Once all workers report that 0 candidates are left for exploration, the master can be shut down, either via the web interface, or by pressing CTRL-C inside the terminal. When the master shuts down, it automatically shuts down all connected workers.

After the exploration, master_out contains a folder with all crashes that were found and a JSON file that contains all received status updates from the workers.

Conclusion

In this section we explored a simple program and found a crashing input by using concolic execution and fuzzing. Furthermore, we ran multiple worker instances in parallel by using a central master instance.

Advanced Notes

This chapter contains notes for advanced users of ccf. It might make sense to read through these when (seriously) using ccf, but hopefully the information given here is not relevant for most users.

Subtle Interactions

This page contains information on subtle interactions that are part of ccf.

Environment Isolation

Environment isolation can include some subtle and surprising behavior.

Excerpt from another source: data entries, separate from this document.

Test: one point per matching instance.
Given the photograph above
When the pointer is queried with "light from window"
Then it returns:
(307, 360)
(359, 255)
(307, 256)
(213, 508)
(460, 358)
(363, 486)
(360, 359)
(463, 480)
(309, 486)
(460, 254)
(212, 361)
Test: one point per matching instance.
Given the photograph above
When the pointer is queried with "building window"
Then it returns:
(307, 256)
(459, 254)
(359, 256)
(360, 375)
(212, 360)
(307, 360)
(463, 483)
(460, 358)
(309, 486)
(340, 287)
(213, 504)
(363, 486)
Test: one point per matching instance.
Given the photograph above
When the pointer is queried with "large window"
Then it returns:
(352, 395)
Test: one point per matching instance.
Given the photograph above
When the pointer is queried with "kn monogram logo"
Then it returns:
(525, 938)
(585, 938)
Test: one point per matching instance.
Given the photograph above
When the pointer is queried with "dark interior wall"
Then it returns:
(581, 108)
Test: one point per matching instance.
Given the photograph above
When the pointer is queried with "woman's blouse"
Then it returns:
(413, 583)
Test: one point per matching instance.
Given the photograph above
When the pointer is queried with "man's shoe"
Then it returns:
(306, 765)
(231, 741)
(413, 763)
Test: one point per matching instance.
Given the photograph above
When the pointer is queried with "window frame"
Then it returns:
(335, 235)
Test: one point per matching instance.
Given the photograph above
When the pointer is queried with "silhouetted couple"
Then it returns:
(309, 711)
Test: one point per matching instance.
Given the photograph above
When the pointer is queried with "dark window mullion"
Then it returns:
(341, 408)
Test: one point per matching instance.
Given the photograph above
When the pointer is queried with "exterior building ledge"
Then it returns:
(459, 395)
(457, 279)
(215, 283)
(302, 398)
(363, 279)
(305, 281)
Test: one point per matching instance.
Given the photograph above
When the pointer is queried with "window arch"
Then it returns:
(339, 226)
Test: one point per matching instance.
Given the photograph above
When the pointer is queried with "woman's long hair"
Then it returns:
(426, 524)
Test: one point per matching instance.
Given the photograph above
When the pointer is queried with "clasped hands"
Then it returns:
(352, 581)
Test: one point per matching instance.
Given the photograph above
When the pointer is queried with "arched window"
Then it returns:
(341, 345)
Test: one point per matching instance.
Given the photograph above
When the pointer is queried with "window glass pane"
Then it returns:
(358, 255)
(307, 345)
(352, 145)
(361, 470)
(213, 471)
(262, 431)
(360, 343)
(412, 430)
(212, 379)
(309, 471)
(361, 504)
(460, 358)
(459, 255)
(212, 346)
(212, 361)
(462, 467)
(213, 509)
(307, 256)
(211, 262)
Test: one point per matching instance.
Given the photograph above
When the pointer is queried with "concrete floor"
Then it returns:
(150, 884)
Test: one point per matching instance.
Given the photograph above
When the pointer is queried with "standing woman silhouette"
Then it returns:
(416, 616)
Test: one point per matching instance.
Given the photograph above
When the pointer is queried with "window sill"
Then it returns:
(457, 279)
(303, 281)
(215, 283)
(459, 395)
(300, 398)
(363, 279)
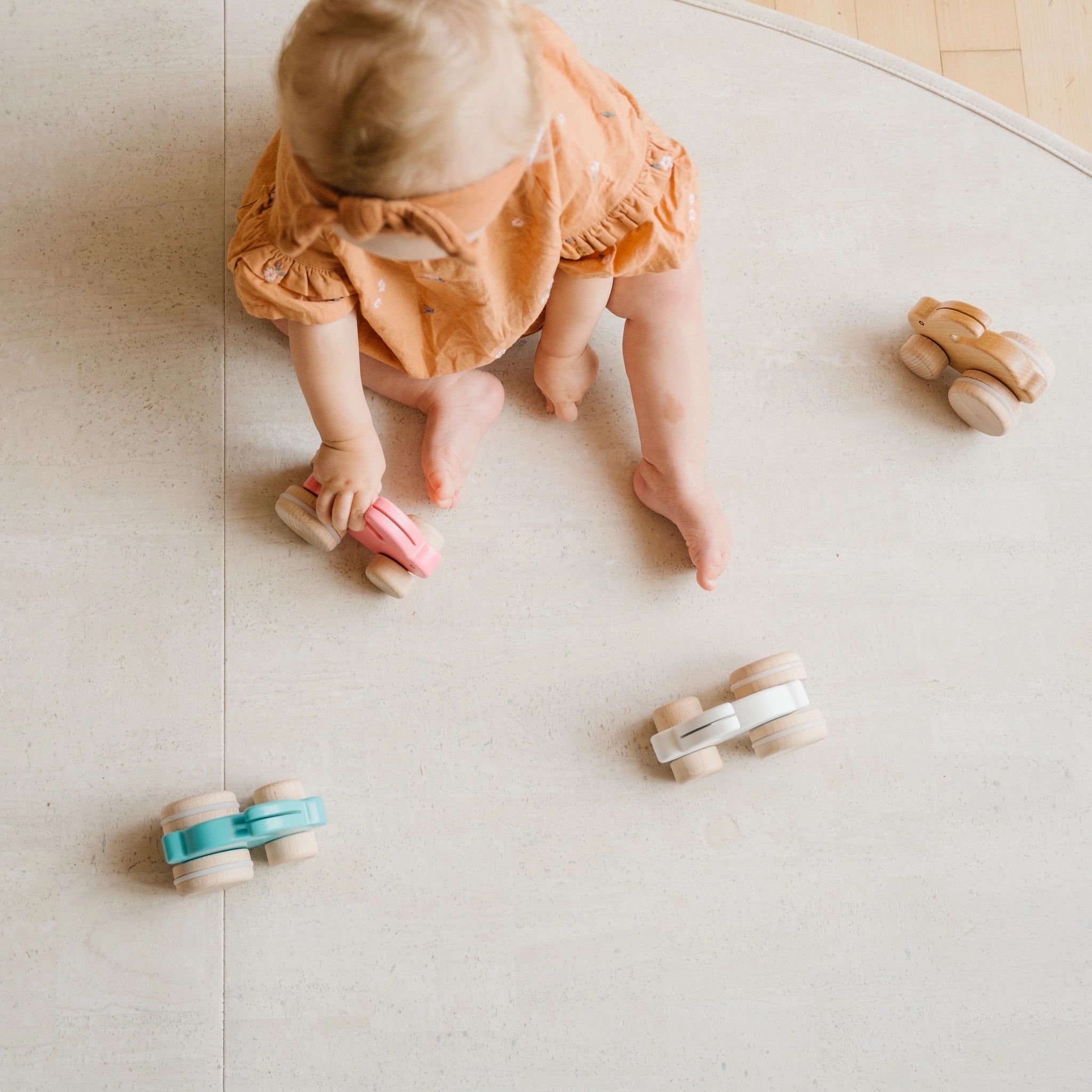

Different dynamic loaders between AFL and concolic execution

When using AFL's forkserver (as we do), the forkserver is launched outside of the isolated environment, and thus, the dynamic loader of the host system will be used to load the binary. When using concolic execution, the binary is launched inside the isolated environment, and will thus look for the dynamic loader inside this environment.

This also means that running a binary that is not completely static with concolic execution and environment isolation requires a dynamic loader inside the isolated environment, as well as all dynamic libraries that the binary requires. Otherwise, a "file not found" error will occur, which can be confusing, given that the binary itself exists, but this is due to either the dynamic loader or a required dynamic library missing.